There Were Contradictions In Your Metaphor, But I’m Moved By It
For teenaged punk Enn (Alex Sharp), suburban life in late-’70s East Croydon, England, is a mix of hanging with his mates Vic and John, pogoing at rollicking underground punk shows, and of course, trying to get a girlfriend. That last bit proves particularly difficult for Enn as he’s all but incapable of talking to members of the opposite sex. When the boys inadvertently crash a party seemingly thrown by American tourists, Enn meets an enigmatic young woman named Zan (Elle Fanning), and his bad luck with the ladies finally seems to have turned.
But there may be more to Zan than meets the eyes, and her merry band of “travelers” aren’t at all what they seem. Will Enn and Zan find a way to fall in love even as separate worlds threaten to keep them apart? Find out in the big screen adaption of Neil Gaiman’s How To Talk To Girls At Parties.
Do More Punk to Me
If you’re at all familiar with the work of Neil Gaiman, you already know that few things in the writer’s carefully structured worlds ever actually are what they seem. You probably know that what sets Gaiman’s work apart from most of his fantasy contemporaries is how skillfully the author blends fantastical elements into real world environments. While How To Talk To Girls At Parties is in many ways a vintage Gaiman tale, it’s also one that required a fair bit of beefing up for the big screen.
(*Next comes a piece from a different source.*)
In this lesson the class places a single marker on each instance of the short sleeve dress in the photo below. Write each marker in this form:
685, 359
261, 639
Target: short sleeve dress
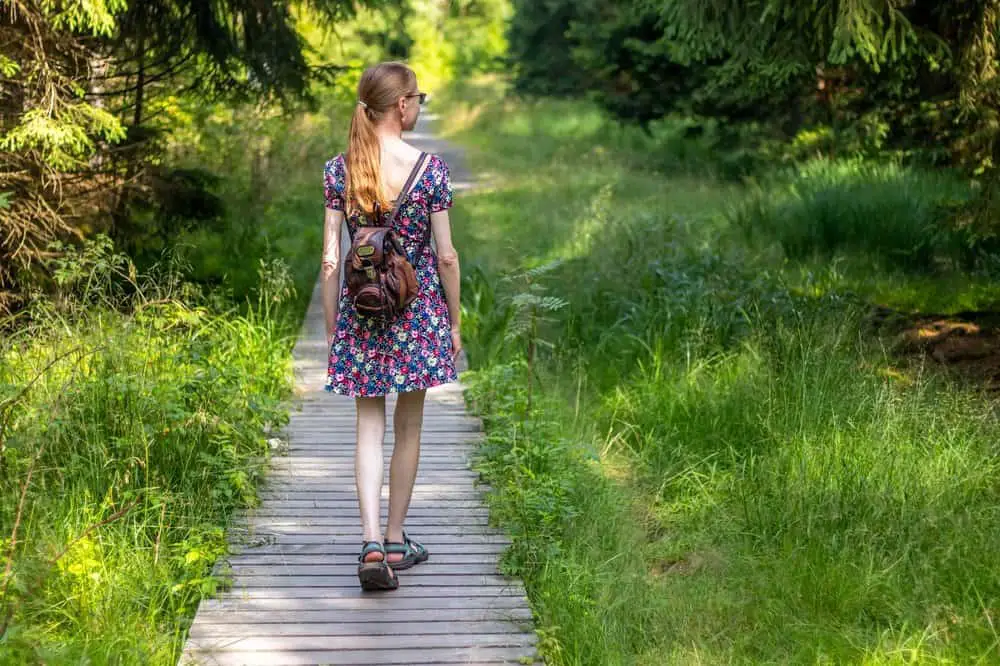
414, 351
Luckily, this tale of outsiders invading a working class British suburb found just the right filmmaker to do the beefing.
Adapted by John Cameron Mitchell and Philippa Goslett (from a marvelous 2006 short story) and directed by Mitchell, How To Talk To Girls At Parties uses Gaiman’s tale of a brief but vivid encounter purely as a jumping in point for a story that paints on a much larger canvas. As such, Mitchell’s big screen version surpasses the boundaries of Gaiman’s short about 20 minutes into the action. From there, Mitchell propels the story forward with a near reckless abandon, pushing Enn’s and Zan’s stories well beyond the metered scope of Gaiman’s short. In the process, Mitchell presents a tale as sprawlingly self-contained and dazzlingly insightful as anything in Gaiman’s canon.
Of course, Gaiman’s How To Talk To Girls At Parties is a startling study in brevity, and expanding on the short’s formula presents its own set of problems. While Mitchell populates his expansion with intriguing characters, orgiastic set pieces, and a pitch-perfect punk rock soundtrack, he often does so at the expense of the unabashed earnestness of its source material. In turn, How To Talk To Girls At Parties lacks some of the groundedness and humanity one might expect from a Gaiman tale. Still, winning performances from Fanning, Nicole Kidman, and relative newcomer Sharp more than keep viewers invested in a central romance. Even if that often feels a bit undercooked, Mitchell’s How To Talk To Girls At Parties is one hell of a good time.
It also proves that Neil Gaiman is one of the most beautifully fucked up human beings that has ever graced the sci-fi fantasy realm. That John Cameron Mitchell often manages to match Gaiman in wit (and in vision) in this sprawlingly cheeky adaptation is further evidence of his own skill as a storyteller. And in the end, How To Talk To Girls At Parties is undeniable proof that Earth is a better for having creatives like them on it … even if it’s clear that they both hail from some undiscovered point in the cosmos.
You bet. Look, How To Talk To Girls At Parties is far from perfect – its near perpetual tonal shifts are a bit jarring at times and some of its effects err on the side of shoddy. But, the film’s heart is always in the right place (firmly on its sleeve), it’s got a seriously kick ass soundtrack, and I can all but guarantee that you will not see a film this year more alive with ideas and raw, anarchic energy. If that’s not worth a dollar to you, well, you can piss right off then (said while also shoving two fingers in the air in your general direction).